Perché siano meno penalizzanti in termini economici e sociali, occorre che si metta in atto una nuova strategia europea, si rimuovano vincoli e restrizioni normative e regolamentari che condizionano negativamente l’operatività delle imprese, si incentivino i processi di transizione digitale ed energetica.
In questo scenario l’Italia, a partire dal Governo, ha sicuramente delle carte da giocare, ma in un quadro di compatibilità che riduce i margini di azione, visto che,più ancora che i singoli Stati, oggi a fronteggiarsi sono le macroaree, con l’Europa che rischia di fare la fine del vaso di coccio tra i colossi Cina e Usa.
Per quanto riguarda la promozione dell’occupazione produttiva, sia il Governo che gli Enti territoriali possono peraltro agire con più efficacia su altri fronti, come l’artigianato. Anche qui, tuttavia, la situazione non è delle migliori. In dieci anni in Italia gli artigiani sono diminuiti di oltre 400 mila unità. Il ridimensionamento più grave si è verificato nel Mezzogiorno, ma con l’eccezione della Campania e soprattutto di Napoli.
Nel capoluogo partenopeo la riduzione dell'8,1% è stata inferiore di più della metà a quella media nazionale del 17,4%. Il problema di fondo dell’artigianato italiano è la mancanza di ricambio. La formazione degli apprendisti richiede tempo e denaro.
L'artigianato, ciò malgrado, può essere più facilmente sostenuto dalle istituzioni, perché le risorse necessarie per rilanciarlo sarebbero contenute e, soprattutto, in buona parte se non in toto,recuperabili dalle pubbliche finanze.

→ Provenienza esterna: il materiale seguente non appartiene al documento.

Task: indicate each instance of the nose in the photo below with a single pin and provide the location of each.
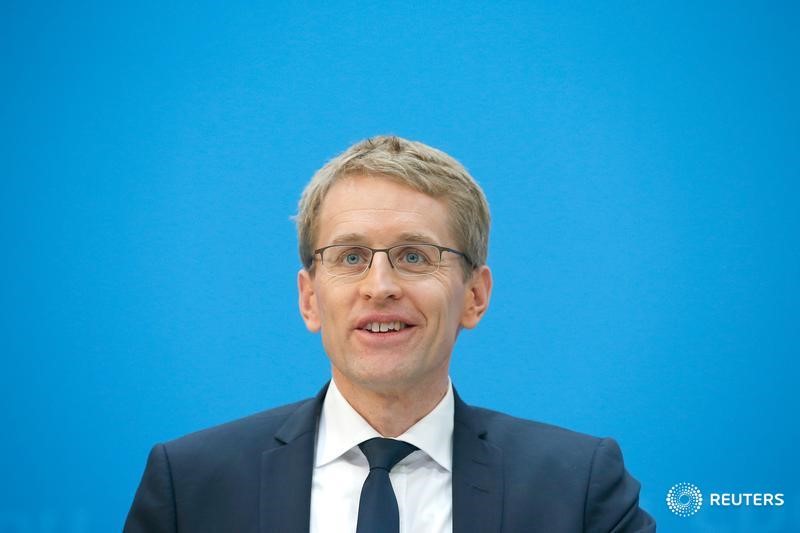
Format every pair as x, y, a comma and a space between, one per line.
380, 281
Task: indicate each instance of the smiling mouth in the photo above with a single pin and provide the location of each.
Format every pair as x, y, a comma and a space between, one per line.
385, 327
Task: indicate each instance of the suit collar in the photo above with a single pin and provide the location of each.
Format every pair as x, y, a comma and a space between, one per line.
287, 469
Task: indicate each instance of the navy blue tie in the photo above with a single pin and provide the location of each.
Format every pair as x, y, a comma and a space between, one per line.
377, 509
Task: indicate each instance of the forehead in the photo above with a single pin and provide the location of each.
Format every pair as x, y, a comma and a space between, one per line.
380, 211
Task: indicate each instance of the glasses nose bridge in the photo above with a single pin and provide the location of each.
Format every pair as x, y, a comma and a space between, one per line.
374, 252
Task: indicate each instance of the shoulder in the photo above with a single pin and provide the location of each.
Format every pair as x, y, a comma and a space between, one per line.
524, 438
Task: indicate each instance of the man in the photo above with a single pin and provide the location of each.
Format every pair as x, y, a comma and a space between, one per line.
393, 240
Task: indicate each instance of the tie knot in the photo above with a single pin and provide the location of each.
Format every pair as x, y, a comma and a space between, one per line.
385, 453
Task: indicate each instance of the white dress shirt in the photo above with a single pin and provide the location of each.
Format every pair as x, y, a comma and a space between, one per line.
422, 482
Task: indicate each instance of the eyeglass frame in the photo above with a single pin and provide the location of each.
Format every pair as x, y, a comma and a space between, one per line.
373, 251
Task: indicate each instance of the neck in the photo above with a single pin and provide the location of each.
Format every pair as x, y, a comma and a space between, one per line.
392, 412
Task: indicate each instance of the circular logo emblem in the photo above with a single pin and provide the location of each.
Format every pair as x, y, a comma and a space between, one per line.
684, 499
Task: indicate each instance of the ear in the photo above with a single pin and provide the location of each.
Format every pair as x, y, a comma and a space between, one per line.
308, 300
476, 299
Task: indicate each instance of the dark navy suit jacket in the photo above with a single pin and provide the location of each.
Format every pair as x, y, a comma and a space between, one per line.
509, 475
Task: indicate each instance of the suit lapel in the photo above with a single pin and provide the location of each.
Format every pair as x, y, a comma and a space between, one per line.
477, 475
286, 472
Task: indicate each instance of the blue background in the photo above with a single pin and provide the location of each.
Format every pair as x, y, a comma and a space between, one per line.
642, 165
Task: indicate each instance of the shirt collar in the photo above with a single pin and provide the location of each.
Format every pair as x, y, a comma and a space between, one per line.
341, 429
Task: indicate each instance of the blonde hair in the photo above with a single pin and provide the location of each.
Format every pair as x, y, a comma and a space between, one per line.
411, 163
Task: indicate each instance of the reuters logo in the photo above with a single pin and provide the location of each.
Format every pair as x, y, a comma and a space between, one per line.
684, 499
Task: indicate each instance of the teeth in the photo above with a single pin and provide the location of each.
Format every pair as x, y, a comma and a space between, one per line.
383, 327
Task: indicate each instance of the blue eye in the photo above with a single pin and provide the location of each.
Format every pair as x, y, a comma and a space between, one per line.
413, 258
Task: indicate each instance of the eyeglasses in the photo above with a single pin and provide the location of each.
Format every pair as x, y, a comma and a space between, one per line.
407, 259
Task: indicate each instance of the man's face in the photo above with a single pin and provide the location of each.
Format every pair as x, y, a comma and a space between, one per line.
379, 213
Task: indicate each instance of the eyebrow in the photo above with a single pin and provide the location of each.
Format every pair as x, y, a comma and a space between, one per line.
360, 238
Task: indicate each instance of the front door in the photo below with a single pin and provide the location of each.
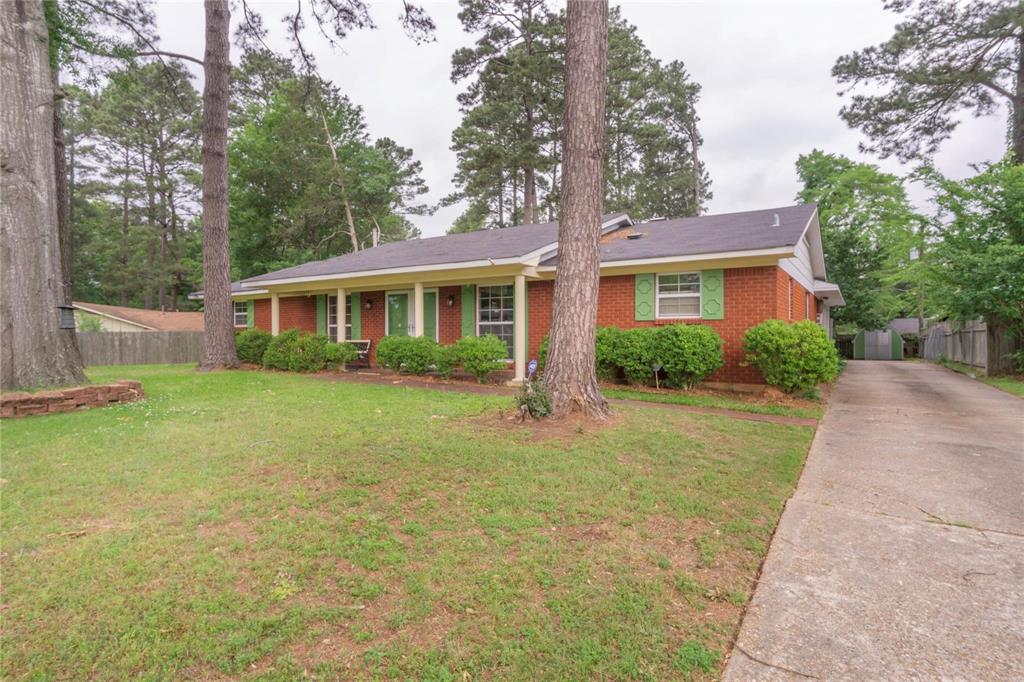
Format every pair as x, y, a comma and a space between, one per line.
430, 314
397, 314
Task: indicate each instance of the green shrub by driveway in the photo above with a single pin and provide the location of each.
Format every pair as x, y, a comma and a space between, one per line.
792, 356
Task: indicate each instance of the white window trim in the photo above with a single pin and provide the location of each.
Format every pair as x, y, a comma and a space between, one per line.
657, 296
245, 313
476, 311
412, 313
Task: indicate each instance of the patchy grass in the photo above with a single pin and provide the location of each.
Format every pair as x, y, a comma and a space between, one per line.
1013, 384
793, 407
268, 525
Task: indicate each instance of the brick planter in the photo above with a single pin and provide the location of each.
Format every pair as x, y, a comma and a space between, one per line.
68, 399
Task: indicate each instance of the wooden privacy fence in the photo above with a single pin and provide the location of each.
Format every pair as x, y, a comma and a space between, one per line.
967, 343
140, 347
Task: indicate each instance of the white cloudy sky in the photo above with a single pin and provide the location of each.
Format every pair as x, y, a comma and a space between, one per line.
764, 67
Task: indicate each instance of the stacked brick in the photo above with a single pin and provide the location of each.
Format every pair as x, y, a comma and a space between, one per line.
69, 399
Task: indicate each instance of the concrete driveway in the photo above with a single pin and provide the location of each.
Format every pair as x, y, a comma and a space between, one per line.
901, 554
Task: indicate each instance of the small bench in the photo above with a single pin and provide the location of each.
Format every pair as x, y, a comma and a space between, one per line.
363, 348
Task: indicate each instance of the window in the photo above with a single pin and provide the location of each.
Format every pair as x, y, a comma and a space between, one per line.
494, 313
679, 295
242, 313
332, 317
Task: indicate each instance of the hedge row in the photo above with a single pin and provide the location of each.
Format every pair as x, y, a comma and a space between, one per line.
478, 355
292, 350
680, 354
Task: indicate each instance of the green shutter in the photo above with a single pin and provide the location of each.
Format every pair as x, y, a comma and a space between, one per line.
858, 346
469, 310
322, 314
712, 295
356, 315
643, 298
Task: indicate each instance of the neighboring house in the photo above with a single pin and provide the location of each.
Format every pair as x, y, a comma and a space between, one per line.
123, 318
728, 271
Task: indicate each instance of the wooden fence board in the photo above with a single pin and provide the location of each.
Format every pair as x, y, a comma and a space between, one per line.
140, 347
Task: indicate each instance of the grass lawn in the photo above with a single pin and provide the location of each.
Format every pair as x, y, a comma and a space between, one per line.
749, 403
1011, 384
267, 525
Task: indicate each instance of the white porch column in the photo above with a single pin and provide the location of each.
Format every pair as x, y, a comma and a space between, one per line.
418, 309
519, 326
339, 313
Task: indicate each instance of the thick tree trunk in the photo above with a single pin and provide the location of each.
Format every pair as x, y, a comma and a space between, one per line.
569, 376
1017, 131
34, 351
218, 345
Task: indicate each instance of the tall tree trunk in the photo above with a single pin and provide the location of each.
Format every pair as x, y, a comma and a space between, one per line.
218, 344
125, 276
34, 351
569, 376
1017, 131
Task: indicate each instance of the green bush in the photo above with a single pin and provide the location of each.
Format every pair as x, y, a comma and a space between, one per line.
339, 354
635, 354
445, 358
792, 356
251, 344
415, 354
296, 351
532, 399
480, 355
687, 353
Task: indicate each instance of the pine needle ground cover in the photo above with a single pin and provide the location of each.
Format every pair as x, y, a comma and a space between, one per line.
265, 525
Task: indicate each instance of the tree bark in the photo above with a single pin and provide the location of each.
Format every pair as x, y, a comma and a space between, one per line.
34, 351
218, 344
569, 376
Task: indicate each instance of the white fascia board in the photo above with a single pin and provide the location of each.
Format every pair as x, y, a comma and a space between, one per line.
781, 252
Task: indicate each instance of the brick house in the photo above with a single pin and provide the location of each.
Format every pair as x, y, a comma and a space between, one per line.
728, 271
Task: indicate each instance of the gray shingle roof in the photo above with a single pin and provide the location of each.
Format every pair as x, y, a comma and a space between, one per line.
711, 233
679, 237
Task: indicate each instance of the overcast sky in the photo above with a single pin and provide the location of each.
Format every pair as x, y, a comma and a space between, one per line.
764, 68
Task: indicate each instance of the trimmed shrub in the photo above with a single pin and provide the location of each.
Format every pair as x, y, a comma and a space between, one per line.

Da tempo ho lanciato la proposta di rimborsare i maestri di bottega per l’insegnamento e la formazione sul campo impartita agli apprendisti.
Governo o istituzioni territoriali dovrebbero quindi, oltre a pagare lo stipendio dell’apprendista, versare un contributo per le spese di tempo e denaro effettuate dagli artigiani per lo svolgimento di un’attività inevitabilmente, per il periodo di formazione, non redditizia per l’azienda.
Una svolta del genere non comporterebbe un impegno finanziario particolarmente rilevante per lo Stato. Non solo. Nel medio periodo, consolidando un settore di punta per il Made in Italy, assicurerebbe un incremento della base imponibile, con il conseguente recupero di quanto si è versato con l’agevolazione.